Le cose però cambiano, cambiano le persone e cambiano le esigenze.
Ho sempre amato il calcio, quella era la mia occasione, anche se significava andare contro di loro.

Non mollo.
Mi faccio prestare calzettoni, pantaloncini, scarpini; 14 anni di karate mi avevano lasciato un karategi e una cintura nera, ma di sicuro non un paio di scarpini.
Sono state le settimane più estenuanti della mia vita. Correvamo in una pista per aerei vicino al campo, alle sei della sera per un mese ci trovavamo tutte lì. Non era il luogo migliore dove correre, ma l’unico. Era proprio vicino al campo, solo un cancello separava le due aree, vicino alla pista c’era anche un garage per gli aerei, charter ovviamente, e forse qualche elicottero. Correvamo intorno al centro, dove non passavano gli aerei, il sentiero era oramai delineato, formava un ellisse: c’erano buche ovunque, tanti fiori, margherite soprattutto e dei piccoli pilastri in plastica che delineavano la pista. Era bello correre lì, settembre era il mese ideale, si sentiva ancora il profumo di estate ma il sole iniziava a scendere più in fretta, quasi a ricordarci che l’inverno si avvicinava, e con lui l’inizio del campionato. Gambe piene di graffi, erba alta mezzo metro, insetti, caldo, fatica, sudore.
Correvo, correvo più che potevo, volevo dimostrare qualcosa a qualcuno, o forse a me stessa, era una avventura.
È stata dura, tanto dura. “Fartlek” era la parola maledetta, noi oramai lo chiamiamo “infartlek”, e vicino all’infarto penso che ci sono arrivata tante volte.

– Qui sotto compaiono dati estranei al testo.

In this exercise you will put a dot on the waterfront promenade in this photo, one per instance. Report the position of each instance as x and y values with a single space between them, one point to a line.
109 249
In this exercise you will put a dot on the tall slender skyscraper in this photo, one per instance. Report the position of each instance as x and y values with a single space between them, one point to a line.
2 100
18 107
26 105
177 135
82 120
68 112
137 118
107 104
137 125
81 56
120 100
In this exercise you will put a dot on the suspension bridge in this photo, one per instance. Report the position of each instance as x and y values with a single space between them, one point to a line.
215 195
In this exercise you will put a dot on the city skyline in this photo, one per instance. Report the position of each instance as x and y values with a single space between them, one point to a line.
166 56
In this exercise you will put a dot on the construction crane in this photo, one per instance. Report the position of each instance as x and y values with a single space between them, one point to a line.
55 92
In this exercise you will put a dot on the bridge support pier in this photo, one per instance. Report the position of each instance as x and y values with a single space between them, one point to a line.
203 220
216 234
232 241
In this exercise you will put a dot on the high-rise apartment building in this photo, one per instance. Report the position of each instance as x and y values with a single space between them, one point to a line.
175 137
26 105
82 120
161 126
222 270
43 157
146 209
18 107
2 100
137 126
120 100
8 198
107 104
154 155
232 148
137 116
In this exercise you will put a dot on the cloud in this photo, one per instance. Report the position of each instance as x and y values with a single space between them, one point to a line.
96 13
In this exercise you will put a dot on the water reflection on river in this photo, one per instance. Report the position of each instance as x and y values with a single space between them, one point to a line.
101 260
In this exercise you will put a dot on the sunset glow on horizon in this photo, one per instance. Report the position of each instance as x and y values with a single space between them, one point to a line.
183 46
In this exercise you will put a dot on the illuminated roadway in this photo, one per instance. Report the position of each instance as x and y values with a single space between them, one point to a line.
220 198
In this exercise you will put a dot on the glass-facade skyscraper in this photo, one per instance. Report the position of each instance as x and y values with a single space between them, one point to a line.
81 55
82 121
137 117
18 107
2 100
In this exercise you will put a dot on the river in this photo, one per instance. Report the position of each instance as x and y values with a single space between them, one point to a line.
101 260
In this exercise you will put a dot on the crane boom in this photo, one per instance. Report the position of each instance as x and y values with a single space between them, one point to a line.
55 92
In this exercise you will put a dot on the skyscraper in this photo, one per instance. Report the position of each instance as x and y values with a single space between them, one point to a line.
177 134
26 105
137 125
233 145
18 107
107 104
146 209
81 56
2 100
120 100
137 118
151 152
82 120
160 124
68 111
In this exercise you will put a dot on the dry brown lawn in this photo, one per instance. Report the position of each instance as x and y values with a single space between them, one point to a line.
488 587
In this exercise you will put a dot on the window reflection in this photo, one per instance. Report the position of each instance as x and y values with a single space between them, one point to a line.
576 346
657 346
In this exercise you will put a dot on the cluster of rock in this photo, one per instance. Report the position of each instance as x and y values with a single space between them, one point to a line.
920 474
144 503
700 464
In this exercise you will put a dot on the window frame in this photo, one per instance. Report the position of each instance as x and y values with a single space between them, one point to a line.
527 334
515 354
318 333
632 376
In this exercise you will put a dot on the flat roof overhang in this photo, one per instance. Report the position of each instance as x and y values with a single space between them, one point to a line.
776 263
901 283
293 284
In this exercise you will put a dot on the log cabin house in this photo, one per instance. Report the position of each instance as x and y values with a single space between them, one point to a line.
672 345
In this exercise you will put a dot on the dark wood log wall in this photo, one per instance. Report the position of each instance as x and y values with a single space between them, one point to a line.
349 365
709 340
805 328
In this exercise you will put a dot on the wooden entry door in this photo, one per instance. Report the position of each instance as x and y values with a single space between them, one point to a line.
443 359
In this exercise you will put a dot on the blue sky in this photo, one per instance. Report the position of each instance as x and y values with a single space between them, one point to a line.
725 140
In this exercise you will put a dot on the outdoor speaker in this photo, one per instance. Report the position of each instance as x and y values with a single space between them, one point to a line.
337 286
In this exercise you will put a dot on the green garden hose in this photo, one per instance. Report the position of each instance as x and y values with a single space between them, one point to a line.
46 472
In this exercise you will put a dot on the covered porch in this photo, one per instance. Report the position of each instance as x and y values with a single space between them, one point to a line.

Contavo le serie, contavo i secondi con la mente, correvo e cercavo di non accasciarmi a terra, le gambe erano a pezzi, la testa scoppiava, il fiato mancava, il cuore a mille. Una serie era andata, sotto con la prossima. Quando il sole iniziava a tramontare sulla pista, un leggero venticello si alzava e il mister fischiava, finalmente tornavamo al campetto, lì c’erano i palloni che aspettavano, si giocava un po’.
Quante volte avrei voluto mollare, dopo le cadute, il sangue che usciva dalle ginocchia, la fatica per alzarmi dal letto la mattina dopo, era tutto un pacchetto, prendere o lasciare.
Al terzo giorno di preparazione già avevo comprato i miei primi scarpini, la prima notte ci ho dormito, dovevo allargarli, il giorno dopo li avrei usati subito. Erano belli, davvero belli: rossi e neri, fondo da esterno rosso, lacci neri, maculati con le strisce bianche tipiche delle Predator nella parte posteriore. Erano qualcosa di solido, tangibile, qualcosa che potevo toccare e che rendeva tutto più reale… non era più solo un sogno!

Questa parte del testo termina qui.